I know that in certain cases induction is necessary, but I am just so crushed that my wonderful midwife-doula-natural birth may be turning into a medicalised procedure. Midwife said that they would use pitocin but could give me the mimimum dosage and "see how I get on from there". Of course, this would necessitate continuous foetal monitoring and being hooked up to the machine all the way through, which is absolutely not what I want at all. I have explicitly requested in my birth plan that I not be induced, and not have constant monitoring. And of course, I am trying not to think of the common outcome of pitocin-epidural-C-section (then I really would be upset).

Part of me thinks - there's time yet, don't panic, but the other part of me just wants to curl up on the floor and weep. I am also trying to do whatever I can to get things moving - sex, spicy foods, pineapple, walking - pretty much everything short of castor oil.
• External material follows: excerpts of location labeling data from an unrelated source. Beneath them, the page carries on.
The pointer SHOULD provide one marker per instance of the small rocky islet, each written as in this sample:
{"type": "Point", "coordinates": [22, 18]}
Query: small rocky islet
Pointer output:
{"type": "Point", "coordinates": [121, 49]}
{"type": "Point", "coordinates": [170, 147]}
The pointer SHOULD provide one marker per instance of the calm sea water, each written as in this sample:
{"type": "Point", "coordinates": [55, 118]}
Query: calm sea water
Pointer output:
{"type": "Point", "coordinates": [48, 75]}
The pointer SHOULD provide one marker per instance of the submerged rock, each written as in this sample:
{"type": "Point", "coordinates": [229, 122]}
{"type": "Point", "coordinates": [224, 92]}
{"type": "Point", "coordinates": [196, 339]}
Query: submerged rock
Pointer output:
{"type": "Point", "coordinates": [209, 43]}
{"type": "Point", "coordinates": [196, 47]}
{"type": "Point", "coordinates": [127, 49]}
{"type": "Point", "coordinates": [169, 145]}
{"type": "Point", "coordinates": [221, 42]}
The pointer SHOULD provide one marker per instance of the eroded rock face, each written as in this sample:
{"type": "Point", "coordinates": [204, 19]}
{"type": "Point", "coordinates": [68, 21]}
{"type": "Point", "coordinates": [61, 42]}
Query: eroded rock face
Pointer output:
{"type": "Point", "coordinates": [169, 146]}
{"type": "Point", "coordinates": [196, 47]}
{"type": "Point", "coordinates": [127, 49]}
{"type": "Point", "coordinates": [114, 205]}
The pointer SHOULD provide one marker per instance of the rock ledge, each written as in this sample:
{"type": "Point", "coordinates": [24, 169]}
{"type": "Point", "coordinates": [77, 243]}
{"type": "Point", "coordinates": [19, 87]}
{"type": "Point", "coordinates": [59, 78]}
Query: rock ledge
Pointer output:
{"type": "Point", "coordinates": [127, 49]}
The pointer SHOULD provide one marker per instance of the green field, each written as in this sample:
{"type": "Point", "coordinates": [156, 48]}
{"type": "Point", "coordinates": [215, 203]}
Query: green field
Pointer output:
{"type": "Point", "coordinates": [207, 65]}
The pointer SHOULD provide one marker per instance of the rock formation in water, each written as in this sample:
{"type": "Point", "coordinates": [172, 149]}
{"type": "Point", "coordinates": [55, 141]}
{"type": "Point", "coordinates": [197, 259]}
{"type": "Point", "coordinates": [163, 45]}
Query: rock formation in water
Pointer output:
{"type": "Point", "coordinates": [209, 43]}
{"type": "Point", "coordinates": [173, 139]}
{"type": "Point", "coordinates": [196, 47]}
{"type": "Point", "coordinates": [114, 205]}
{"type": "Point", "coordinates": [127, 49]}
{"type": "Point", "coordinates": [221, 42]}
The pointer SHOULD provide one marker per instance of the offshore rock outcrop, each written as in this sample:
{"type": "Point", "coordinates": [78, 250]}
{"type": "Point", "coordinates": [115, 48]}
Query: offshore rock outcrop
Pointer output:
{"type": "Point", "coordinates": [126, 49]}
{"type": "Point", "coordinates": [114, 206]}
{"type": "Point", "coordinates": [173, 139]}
I am actually going to see an acupuncturist tomorrow to see if that moves things along. My midwife unit is nationally renowned and about as crunchy as I think you can get in a hospital setting, but I am still concerned that the P word has been mentioned.

Has anyone out there had a positive experience with being induced? If so, please share it with me. And if anyone has a fool-proof way of getting Baby to make an appearance, please let me know...

Thanks.

_Update - Baby girl arrived without induction on March 17 - all 9lbs 9oz of her! Born after 16 hours of back labour, vaginally, and without pain relief or intervention (despite the threat of vacuum pumps, pitocin and a C-section). Too exhausted to post the full story but I will at some point. Thanks for the suggestions - it was the sex that did it!







_


----------



## New_Natural_Mom (Dec 21, 2007)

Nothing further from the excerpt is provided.